Tirar de clichés como el de “cualquier tiempo pasado fue mejor” tiene mucho riesgo, puede ser acudir a una malgama de lugares comunes que ya hemos visto, leído y escuchado en multitud de soportes y ocasiones. He ahí el cinematográfico “Cuenta conmigo” de Rob Reiner (1986) o las series autobiográficas de tantos escritores (me vienen a la memoria las de Terenci Moix) si nos remitimos al género literario. Súmesele el tópico de la crisis de los 40 y el reto para conseguir enganchar a la platea se pone aún más difícil si se intenta desde un enfoque dramático, quizás para estos fines la comedia es más benévola. Todo un desafío al que decidió enfrentarse Lautaro Perotti cuando se puso manos a la obra en la escritura de este título que también dirige.
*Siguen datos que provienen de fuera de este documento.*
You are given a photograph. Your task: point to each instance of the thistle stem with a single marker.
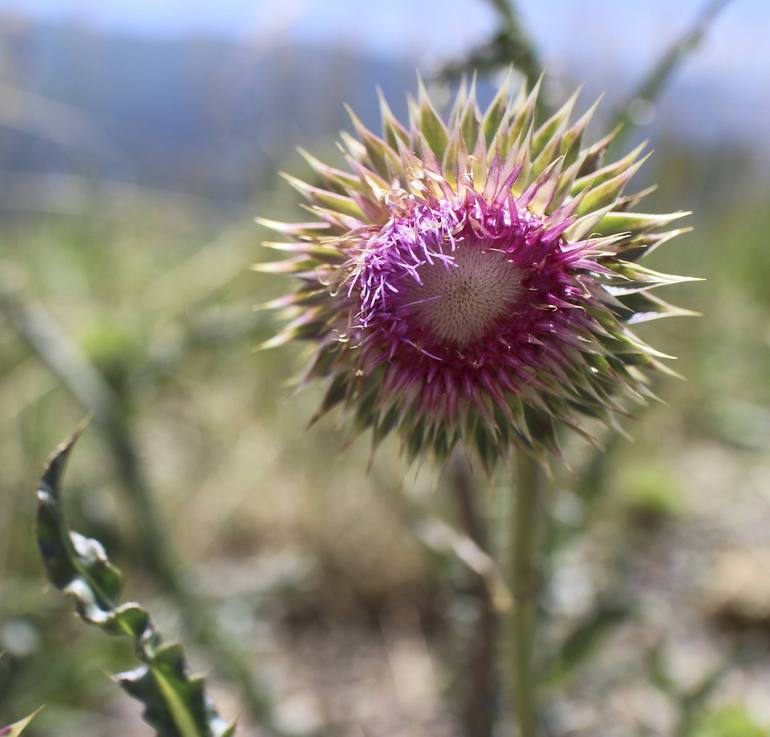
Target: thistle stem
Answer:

Veinte años después, dos amigos vuelven a la localidad rural en la que se convirtieron en adultos para enterrar a la madre de uno de ellos. Allí se encuentran con el tercero de la pandilla que decidió no dejar el pueblo, y con la mujer que sigue regentando el burdel en el que se iniciaron en el sexo. Todo apunta a que nos vamos a encontrar situaciones en la que se enfrentarán el presente y el pasado, las ilusiones de entonces con las realidades de ahora, las utopías y el sexo divertido con la formalidad y las dificultades de una vida presuntamente asentada. Pero van pasando los minutos y lo que escuchamos en escena no baja al patio de butacas, lo que se dice carece de vida. Quizás funcionó cuando tan solo eran palabras sobre el papel, pero a la hora de dar cuerpo, mente y voz a sus personajes, la tinta se emborrona y lo escrito no funciona.
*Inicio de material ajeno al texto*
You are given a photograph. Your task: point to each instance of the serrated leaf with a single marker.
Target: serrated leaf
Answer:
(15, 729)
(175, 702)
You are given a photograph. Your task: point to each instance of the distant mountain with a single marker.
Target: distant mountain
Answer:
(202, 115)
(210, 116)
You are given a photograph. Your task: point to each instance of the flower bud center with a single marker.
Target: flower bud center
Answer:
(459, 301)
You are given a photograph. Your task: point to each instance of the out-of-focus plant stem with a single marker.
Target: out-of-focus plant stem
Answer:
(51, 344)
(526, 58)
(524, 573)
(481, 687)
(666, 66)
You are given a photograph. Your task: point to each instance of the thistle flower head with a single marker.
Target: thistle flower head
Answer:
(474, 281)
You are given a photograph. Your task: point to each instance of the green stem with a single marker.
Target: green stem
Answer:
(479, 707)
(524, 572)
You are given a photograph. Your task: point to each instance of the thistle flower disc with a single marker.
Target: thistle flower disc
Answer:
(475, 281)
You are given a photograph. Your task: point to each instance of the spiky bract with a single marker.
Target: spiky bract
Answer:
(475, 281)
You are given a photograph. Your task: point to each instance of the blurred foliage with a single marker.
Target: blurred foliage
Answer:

Hay un vago eco del Arthur Miller de “El precio” y “Todos eran mis hijos” en el intento del drama, de peticiones de rendir cuentas, de ser sincero con uno mismo y expiar pecados, culpas, distancias y dependencias. Pero no es creíble, no solo desde la fila cinco o la diez, parece que no lo es ni en el escenario. Y no es que el elenco actoral (Pablo Rivero, Andrés Gertrúdix o Unax Ugalde) no sea bueno o no tuviera un día afortunado, sino que a lo ya indicado sobre el material con el que han de trabajar, hay que sumar el registro único de todos ellos y una dirección escénica invisible.
Momentos de intimidad en los que se proyecta la voz hasta el otro lado del escenario en lugar de acariciar con ella el corazón de quien te está abrazando. El personaje que intenta aportar humor para aligerar el drama y no es más que el inoportuno gracioso sin arte para la risa ni beneficio para la trama. Monólogos con intención poética que resultan vacuos. Escenas de lluvia en que los actores no se ponen completamente bajo los paraguas con que simulan protegerse, u otras en las que se supone que caen chuzos de punta y los que no los llevan no aparentan notar el efecto del agua. Frío, mucho frío el que provoca “Siempre me resistí a que terminara el verano”.
«Siempre me resistí a que terminara el verano», en el Teatro Marquina (Madrid).